EXHIBIT 10.1
SETTLEMENT AGREEMENT
THIS AGREEMENT is entered into as of this 15th day of March, 2003 by and
between Intergold Corporation, a Nevada corporation (the "Company") and Sonanini
Sonanini Holdings Ltd. ("Sonanini").
RECITALS:
WHEREAS, Sonanini has provided advances and or promissory notes to the
Corporation, and/or is owed accrued interest thereto whereby the Company is
indebted to Sonanini in the aggregate amount of $659,862.25 for certain
financial, administrative and managerial services performed by Sonanini, and/or
advances provided by Sonanini, and/or accrued interest on unpaid amounts due to
Sonanini thereunder; and
WHEREAS, the Company is indebted to Sonanini for repayment of such
aggregate amount of $659,862.25; and
WHEREAS, the Company and Sonanini acknowledge that the aggregate amount of
$659,862.25 is due and owing Sonanini (the "Debt"); and
WHEREAS, the Company agrees to issue to Sonanini 32,993,113 Shares of its
restricted common stock at $0.02 per share (the "Shares") as full and complete
satisfaction of the Debt pursuant to Intergold Corporation Board of Directors
authorized resolution dated March 15, 2003.
AGREEMENT
1. The Company shall issue to Sonanini 32,993,113 Shares in full and
complete satisfaction of the Debt.
2. Sonanini agrees to accept the issuance and delivery of 32,993,113 Shares
in full settlement and satisfaction of the Debt, and further agrees to release
and forever discharge the Company from any and all causes of action, debts, sums
of money, claims and demands whatsoever, in law or in equity, related to the
Debt, which Sonanini now or hereafter can, shall or may have.

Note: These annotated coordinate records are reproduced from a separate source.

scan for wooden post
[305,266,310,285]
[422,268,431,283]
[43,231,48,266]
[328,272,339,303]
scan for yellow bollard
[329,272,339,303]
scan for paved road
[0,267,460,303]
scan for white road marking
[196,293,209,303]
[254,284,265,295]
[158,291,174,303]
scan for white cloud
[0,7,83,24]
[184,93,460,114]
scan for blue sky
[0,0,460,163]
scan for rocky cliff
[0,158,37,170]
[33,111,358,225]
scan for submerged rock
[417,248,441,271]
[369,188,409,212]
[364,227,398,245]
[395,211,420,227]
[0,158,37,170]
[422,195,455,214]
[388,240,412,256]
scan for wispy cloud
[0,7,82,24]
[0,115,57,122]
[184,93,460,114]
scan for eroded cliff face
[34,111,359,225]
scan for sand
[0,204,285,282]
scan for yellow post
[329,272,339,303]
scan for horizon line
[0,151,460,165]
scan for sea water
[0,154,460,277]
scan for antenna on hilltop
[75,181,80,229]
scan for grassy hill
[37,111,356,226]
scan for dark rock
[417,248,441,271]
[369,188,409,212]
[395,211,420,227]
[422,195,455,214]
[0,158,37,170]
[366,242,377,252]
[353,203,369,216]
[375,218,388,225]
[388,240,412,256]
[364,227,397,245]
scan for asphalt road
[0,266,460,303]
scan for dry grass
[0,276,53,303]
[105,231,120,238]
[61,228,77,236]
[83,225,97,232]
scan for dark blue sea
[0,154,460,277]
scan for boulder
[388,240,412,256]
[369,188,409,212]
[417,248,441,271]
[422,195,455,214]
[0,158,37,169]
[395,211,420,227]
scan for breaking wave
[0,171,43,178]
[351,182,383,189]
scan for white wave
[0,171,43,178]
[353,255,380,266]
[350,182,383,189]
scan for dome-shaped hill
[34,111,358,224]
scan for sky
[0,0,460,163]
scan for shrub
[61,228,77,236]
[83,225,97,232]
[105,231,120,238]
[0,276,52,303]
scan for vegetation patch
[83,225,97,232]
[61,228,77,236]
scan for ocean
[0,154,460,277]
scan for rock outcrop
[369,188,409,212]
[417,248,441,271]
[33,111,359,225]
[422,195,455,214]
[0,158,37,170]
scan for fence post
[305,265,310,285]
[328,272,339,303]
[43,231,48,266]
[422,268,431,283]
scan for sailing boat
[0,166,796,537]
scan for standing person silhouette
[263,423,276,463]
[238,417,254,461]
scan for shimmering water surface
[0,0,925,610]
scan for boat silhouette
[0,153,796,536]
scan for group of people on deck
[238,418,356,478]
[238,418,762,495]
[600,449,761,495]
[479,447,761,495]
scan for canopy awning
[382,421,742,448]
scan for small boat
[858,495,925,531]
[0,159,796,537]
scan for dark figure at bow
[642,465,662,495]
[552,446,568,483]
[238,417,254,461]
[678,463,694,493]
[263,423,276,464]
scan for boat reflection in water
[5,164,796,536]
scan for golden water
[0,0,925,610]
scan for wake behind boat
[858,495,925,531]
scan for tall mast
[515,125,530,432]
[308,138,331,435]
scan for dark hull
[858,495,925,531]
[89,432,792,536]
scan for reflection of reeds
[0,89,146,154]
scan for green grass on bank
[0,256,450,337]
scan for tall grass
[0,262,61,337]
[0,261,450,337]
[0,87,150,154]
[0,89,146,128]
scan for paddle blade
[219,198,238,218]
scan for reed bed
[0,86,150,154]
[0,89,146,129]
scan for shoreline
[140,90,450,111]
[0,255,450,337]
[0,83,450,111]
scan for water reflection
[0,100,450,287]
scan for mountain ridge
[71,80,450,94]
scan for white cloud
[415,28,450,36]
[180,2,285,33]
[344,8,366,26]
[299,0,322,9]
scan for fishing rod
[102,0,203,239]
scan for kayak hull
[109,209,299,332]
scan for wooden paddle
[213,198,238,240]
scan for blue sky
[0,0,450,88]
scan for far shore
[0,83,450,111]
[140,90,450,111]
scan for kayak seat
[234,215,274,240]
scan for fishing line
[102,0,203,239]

3. Sonanini is aware that the Shares are not being registered under the
Securities Act of 1933, as amended (the "Securities Act"). Sonanini understands
that the Shares are being issued in reliance on the exemption from registration
provided by Section 4(2) thereunder. Sonanini understands that it may be
required to bear the economic risk of this investment for an indefinite period
of time because there is currently no trading market for the Shares and the
Shares cannot be resold or otherwise transferred unless applicable federal and
state securities laws are complied with or exemptions therefrom are available.
4. Sonanini represents and warrants that the Shares are being acquired
solely for Sonanini's own account, for investment purposes only, and not with a
view to or in connection with, any resale or distribution. Sonanini understands
that the Shares are nontransferable unless the Shares are registered under the
Securities Act and under any applicable state securities law or an opinion of
counsel satisfactory to the Company is delivered to the Company to the effect
that any proposed disposition of the Shares will not violate the registration
requirements of the Securities Act and any applicable state securities laws.
Sonanini further understands that the Company has no obligations to register the
Shares under the Securities Act or to register or qualify the Shares for sale
under any state securities laws, or to take any other action, through the
establishment of exemption(s) or otherwise, to permit the transfer thereof.
5. Sonanini has had an opportunity to ask questions of and received answers
from the officers, directors and employees of the Company or a person or persons
acting on its or their behalf, concerning the financial position of the Company.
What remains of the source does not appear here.